Vingt-trois habitants de Nanjing, capitale de la province du Jiangsu, dans l'Est de la Chine, sont tombés malades à la fin du mois de juillet, souffrant de douleurs dans le dos et à la taille.

Les symptômes rapportés par les patients, comme des douleurs articulaires et musculaires sans fièvre, ou une paralysie neurale, concordaient avec ceux de la Maladie de Haff, ont annoncé mardi à Nanjing, lors d'une conférence de presse, des experts du Centre Chinois pour le Contrôle et la Prévention des Maladies et du Comité de la Sécurité Alimentaire de Nanjing.

« La Maladie de Haff touche habituellement des patients qui ont mangé des produits aquatiques dans les 24 heures précédentes », a précisé Wu Yongning, chercheur à l'Institut pour la Nutrition et la Sécurité Alimentaire, qui dépend du Centre Chinois pour le Contrôle et la Prévention des Maladies.

« Les experts médicaix du monde entier n'ont pas encore découvert la cause exacte de cette maladie », a-t-il ajouté.

On pensait précédemment que la cause de l'empoisonnement était due à des résidus excessifs d'un produit chimique, l'acide oxalique, qui serait utilisé de manière illégale pour nettoyer les écrevisses.

Cette intoxication liée à des écrevisses a une fois de plus éveillé une inquiétude généralisée chez les consommateurs chinois au sujet de la sécurité alimentaire.

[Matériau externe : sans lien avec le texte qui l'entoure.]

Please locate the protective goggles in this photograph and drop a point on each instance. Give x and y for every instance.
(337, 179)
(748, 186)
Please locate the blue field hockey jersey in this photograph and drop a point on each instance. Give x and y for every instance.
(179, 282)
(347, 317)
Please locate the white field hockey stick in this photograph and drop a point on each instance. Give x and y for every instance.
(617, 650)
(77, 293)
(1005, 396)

Pourtant, les experts du Centre Chinois pour le Contrôle et la Prévention des Maladies et ses branches de Beijing et du Jiangsu n'ont pas trouvé la moindre trace de ce produit chimique, que ce soit dans les écrevisses ou dans les échantillons de sang des patients, a dit M. Wu.

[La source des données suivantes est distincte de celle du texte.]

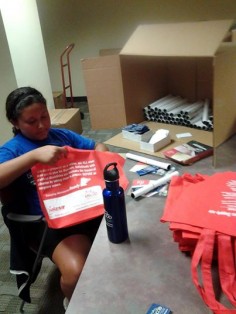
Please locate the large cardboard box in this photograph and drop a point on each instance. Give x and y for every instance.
(186, 59)
(66, 118)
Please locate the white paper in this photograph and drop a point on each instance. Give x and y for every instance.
(180, 135)
(163, 165)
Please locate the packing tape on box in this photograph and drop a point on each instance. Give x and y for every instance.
(148, 161)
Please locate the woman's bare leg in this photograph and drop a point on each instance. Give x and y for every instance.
(70, 256)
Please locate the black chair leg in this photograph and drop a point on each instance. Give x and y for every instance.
(38, 256)
(22, 306)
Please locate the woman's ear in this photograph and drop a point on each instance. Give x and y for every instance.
(15, 124)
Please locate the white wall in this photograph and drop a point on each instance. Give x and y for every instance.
(24, 36)
(96, 24)
(7, 83)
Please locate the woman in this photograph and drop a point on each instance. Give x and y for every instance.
(35, 141)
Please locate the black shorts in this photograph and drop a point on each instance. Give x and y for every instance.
(55, 236)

Parmi les personnes touchées, 22 ont déjà récupéré et ont pu sortir de l'hôpital, une seule restant encore hospitalisée pour poursuivre son traitement.

La Maladie de Haff est une variante inexpliquée de la rhabdomyolyse, qui provoque un gonflement puis un écrasement de la masse musculaire, avec de possibles défaillances rénales, voire la mort, a précisé M. Wu.

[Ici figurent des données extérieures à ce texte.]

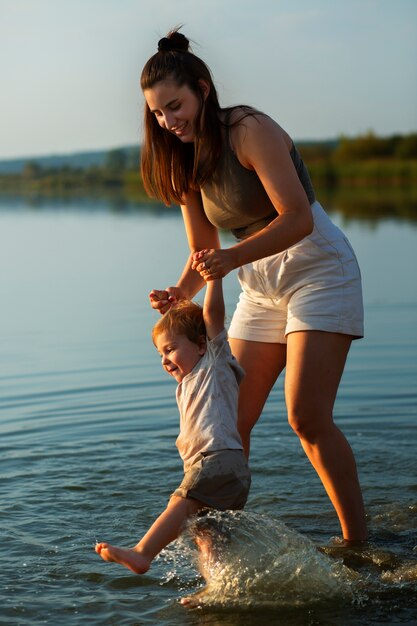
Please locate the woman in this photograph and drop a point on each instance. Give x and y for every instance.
(301, 302)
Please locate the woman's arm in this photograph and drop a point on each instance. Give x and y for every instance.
(263, 146)
(200, 234)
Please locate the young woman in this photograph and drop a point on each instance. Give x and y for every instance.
(301, 302)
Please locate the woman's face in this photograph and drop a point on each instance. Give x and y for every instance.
(175, 107)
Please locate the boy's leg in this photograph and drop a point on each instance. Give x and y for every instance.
(165, 529)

La maladie a été découverte pour la première fois en 1924 en Europe sur la plage de Haff, en Mer Baltique, et depuis lors, 1 000 patients ont été identifiés comme en ayant été victimes.

En 2000, six habitants de Beijing avaient également été frappés de la Maladie de Haff après avoir consommé des écrevisses.

« Il est possible que ce soit la toxine contenue dans certaines écrevisses qui ait causé la maladie, car d'autres personnes qui avaient mangé des écrevisses avec les malades n'ont pas été touchées », a encore dit M. Wu.

Il suppose qu'un petit nombre d'écrevisses pourraient être porteuses d'une toxine inconnue, qui pourrait provenir d'une certaine zone des eaux, mais tout cela ne peut encore être prouvé avec certitude.

L'équipe a proposé des conseils et des méthodes de surveillance afin d'éviter la survenance d'autres cas. Les services locaux de la sécurité alimentaire ont également été requis de surveiller étroitement toute éventuelle irruption afin de pouvoir enquêter sur les causes exactes.